A new 40,000-square-foot training facility will help ensure that the St. Paul, Minn., Police Department gets the most rigorous, up-to-date training available.
It’s been a long time coming, but the department officially unveiled its new $18 million facility, Oct. 31, that will house the trainings that the department has undertaken recently, including efforts that help defuse conflict and provide police with the tools to deal with bias and employ proper strategies when dealing with people with mental illness.
The two-story building is equipped with a new gun range with 12 lanes instead of the six in the old building, five breakout rooms that with moveable walls can be reconfigured into fewer larger rooms or more smaller rooms, a technology room with laptops, virtual training, and even different-sized windows, such as storefront windows for training purposes. A large classroom can hold up to 10 people or it can be divided into two classrooms with the moveable walls.
“One day it might look a certain way and the next week we can set it up to look entirely different, so our officers never really know what it’s going to look like, said Cmdr. Stacy Murphy. “We have different lighting conditions, we can pipe in noise, like crowd noise, we can drive a vehicle in there to simulate traffic stops.”

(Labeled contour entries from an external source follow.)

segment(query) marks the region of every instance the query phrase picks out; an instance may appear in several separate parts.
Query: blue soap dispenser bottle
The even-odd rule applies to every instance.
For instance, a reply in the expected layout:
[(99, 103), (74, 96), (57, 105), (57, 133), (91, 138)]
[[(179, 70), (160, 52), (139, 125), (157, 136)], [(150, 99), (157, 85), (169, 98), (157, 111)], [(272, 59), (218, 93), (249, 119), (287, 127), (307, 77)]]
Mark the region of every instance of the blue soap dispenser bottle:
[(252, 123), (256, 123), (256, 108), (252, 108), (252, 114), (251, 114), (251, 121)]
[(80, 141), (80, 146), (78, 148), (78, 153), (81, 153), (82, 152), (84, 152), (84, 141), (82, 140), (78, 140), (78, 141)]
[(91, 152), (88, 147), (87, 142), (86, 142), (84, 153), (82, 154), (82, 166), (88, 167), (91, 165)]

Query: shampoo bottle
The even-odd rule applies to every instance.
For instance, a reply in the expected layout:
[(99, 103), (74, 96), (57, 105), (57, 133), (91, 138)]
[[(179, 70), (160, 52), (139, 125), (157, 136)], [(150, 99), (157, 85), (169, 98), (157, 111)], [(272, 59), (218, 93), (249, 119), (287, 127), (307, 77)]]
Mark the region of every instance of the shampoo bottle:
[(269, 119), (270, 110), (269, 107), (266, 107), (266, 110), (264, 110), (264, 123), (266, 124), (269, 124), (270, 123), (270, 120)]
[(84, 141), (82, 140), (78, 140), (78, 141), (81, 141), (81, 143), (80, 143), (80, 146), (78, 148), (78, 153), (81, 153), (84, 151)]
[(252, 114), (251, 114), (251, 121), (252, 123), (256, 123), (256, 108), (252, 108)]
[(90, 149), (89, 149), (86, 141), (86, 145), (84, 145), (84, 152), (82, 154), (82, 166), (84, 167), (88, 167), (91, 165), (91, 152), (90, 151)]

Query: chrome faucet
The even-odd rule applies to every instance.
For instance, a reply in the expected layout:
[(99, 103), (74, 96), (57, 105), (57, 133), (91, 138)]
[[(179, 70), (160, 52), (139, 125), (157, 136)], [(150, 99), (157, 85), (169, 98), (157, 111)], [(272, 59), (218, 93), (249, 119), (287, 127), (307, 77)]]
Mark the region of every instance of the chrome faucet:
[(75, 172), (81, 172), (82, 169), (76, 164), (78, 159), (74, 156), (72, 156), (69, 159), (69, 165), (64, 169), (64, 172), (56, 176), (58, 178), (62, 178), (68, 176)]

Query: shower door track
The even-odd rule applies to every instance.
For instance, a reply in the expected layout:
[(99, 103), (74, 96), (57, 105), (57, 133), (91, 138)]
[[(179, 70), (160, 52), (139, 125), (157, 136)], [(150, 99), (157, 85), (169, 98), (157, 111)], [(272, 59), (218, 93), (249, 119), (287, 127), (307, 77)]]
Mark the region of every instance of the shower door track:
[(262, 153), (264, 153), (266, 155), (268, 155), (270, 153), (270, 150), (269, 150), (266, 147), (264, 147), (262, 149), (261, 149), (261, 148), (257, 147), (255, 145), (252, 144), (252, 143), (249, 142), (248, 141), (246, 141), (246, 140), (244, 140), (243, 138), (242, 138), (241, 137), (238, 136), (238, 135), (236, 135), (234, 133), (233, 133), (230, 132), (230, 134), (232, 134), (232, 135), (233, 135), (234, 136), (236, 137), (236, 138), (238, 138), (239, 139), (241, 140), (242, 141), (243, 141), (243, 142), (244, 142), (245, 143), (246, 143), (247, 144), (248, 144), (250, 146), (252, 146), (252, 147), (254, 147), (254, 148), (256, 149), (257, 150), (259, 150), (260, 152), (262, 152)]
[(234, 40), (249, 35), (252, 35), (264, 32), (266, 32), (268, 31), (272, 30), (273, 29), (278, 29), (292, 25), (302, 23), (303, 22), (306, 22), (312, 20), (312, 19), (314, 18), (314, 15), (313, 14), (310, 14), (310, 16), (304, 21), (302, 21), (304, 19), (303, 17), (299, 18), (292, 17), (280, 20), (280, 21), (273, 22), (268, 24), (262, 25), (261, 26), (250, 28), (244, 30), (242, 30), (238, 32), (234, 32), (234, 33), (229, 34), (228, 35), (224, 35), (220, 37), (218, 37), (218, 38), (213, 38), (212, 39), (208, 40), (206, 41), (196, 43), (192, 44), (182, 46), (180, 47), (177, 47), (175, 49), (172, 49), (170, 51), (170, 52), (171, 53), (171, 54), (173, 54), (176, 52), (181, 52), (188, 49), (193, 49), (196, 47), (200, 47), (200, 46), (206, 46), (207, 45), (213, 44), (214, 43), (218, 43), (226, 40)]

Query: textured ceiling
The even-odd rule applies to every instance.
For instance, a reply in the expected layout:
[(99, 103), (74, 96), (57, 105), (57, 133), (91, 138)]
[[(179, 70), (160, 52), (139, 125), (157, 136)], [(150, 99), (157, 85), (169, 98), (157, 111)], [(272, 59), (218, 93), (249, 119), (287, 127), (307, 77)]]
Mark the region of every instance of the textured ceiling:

The building was made to be durable and easily cleaned so that simunition, non-lethal ammo like a paint ball gun, can be used. “Our whole facility is multipurposed,” Murphy said. “We can use it for anything we want, crisis intervention training, de-escalation training.”
Murphy said the department had been trying to get a new building for about a decade and finally, out of necessity, it happened. The city decided to use the old building for something different and the new building materialized — and none too soon.
The old building was literally falling apart. Ceiling tiles were falling in and the place was so small that hand-to-hand training couldn’t be conducted without arranging everything in the building.
“Our last building didn’t meet our needs,” Murphy said. “The gun range was way too small and broke down a lot. A lot of times we had to rent or find other spaces for training because the facility didn’t accommodate what we wanted to do.”
The department has 620 officers, including 11 training staff and five range staff. The new building is about a mile from police headquarters.
The community has a taken great interest recently in the training of the department and one group, along with a district council, passed resolutions that urge a training focus on diffusing conflict and continuing a community-based approach.
The department has been undergoing crisis intervention training for years and the new facility will make it more efficient.
The giant screens of the Ti Training simulation allow for a multitude of scenarios to be played out in a multitude of rooms. The scenarios put officers in judgment-based training where the decision to shoot or not is a split-second one.